Windows Embedded Compact 7 ベースのデバイスで RasDial 関数が失敗し続けることがあります

適用対象: Windows Embedded Compact 7

現象


Windows Embedded Compact 7 (以下、WEC7) ベースのデバイスにて、アプリケーションから RasDial 関数を使ってダイヤルアップ接続を試みたとき、関数がエラーを返し続ける場合があります。このときのエラーコードは、633 (ERROR_PORT_NOT_AVAILABLE:モデムまたは他の接続デバイス は既に使用中か、正しく構成されていません) です。
この現象は、次のような処理を行った後に、再度 RasDial 関数を呼び出すと現象が発生することがあります。
  • RasDial 関数を同期モードで呼び出している
  • 現象発生直前の RasDial 関数の呼び出しが、エラーコード 619 (ERROR_PORT_NOT_OPEN:指定したポートは接続されていません) で失敗し、かつその時 RasDial 関数は、第 6 引数の pRasConn に RAS 接続のハンドルを返している
  • RasDial 関数が返した、RAS 接続のハンドルに対して、アプリケーションが RasHangUp 関数を呼び出している

原因


上述の RasDial 関数がエラーコード619 で失敗するとき、モデム ドライバー (Unimodem.dll) 内部で実施しているクリーンアップ処理と、アプリケーションが呼び出している RasHangUp 関数の呼び出し処理が競合した時に、本現象が発生します。
この競合が発生するとモデム ドライバーの内部フラグが意図しない状態となります。それにより、以降の RasDial 関数の呼び出しがエラーコード 633:ERROR_PORT_NOT_AVAILABLE で失敗し続けます

解決方法


この現象が発生した場合、WEC7 デバイスをリセット(ウォーム リセット)することで、エラーを復旧できます。

回避策


アプリケーションで、この現象を発生させないようにするためには、そのアプリケーションが呼び出している RasHangUp 関数のタイミングを 4 ~ 8 秒程度遅らせるようにします。
モデム ドライバーでは、クリーンアップ処理にてモデムの応答を一定の期間待機しています。そのため、アプリケーションにおいても、一定の期間待機してから RasHangUp 関数の呼び出しを行うことで、モデム ドライバーとの競合を回避できます。

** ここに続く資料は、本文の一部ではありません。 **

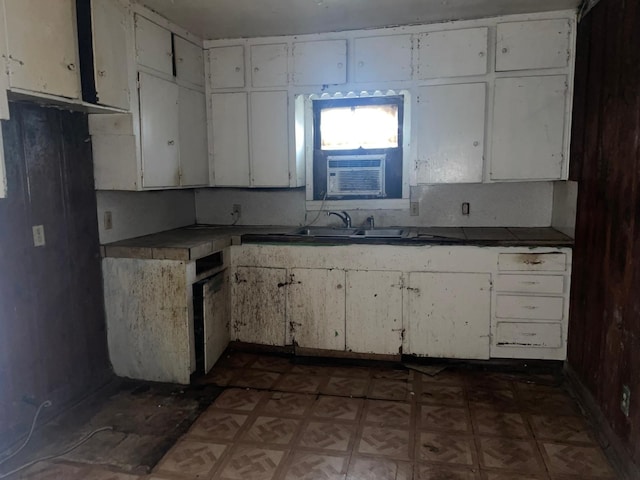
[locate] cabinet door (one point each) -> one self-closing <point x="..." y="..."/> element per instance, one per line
<point x="535" y="44"/>
<point x="269" y="139"/>
<point x="230" y="139"/>
<point x="109" y="22"/>
<point x="153" y="46"/>
<point x="449" y="315"/>
<point x="528" y="128"/>
<point x="42" y="46"/>
<point x="227" y="67"/>
<point x="258" y="314"/>
<point x="451" y="133"/>
<point x="269" y="65"/>
<point x="194" y="157"/>
<point x="315" y="308"/>
<point x="379" y="59"/>
<point x="452" y="53"/>
<point x="374" y="312"/>
<point x="159" y="132"/>
<point x="189" y="61"/>
<point x="320" y="63"/>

したがって、RasHangUp 関数の呼び出しにおいて、その直前の RasDial 関数の呼び出しにて現象セクションに記載されている条件を満たした場合は、Sleep 関数などを使用し、呼び出しを遅延させ現象を回避してください。

また、RasDial 関数がエラーコード 619 以外の場合でも、以降の RasDial 関数の呼び出しで常に エラーコード 633 が繰り返し返されるような現象となった場合には、この回避方法を試してください。

状況


マイクロソフトでは、この問題をこの資料の対象製品として記載されているマイクロソフト製品の問題として認識しています。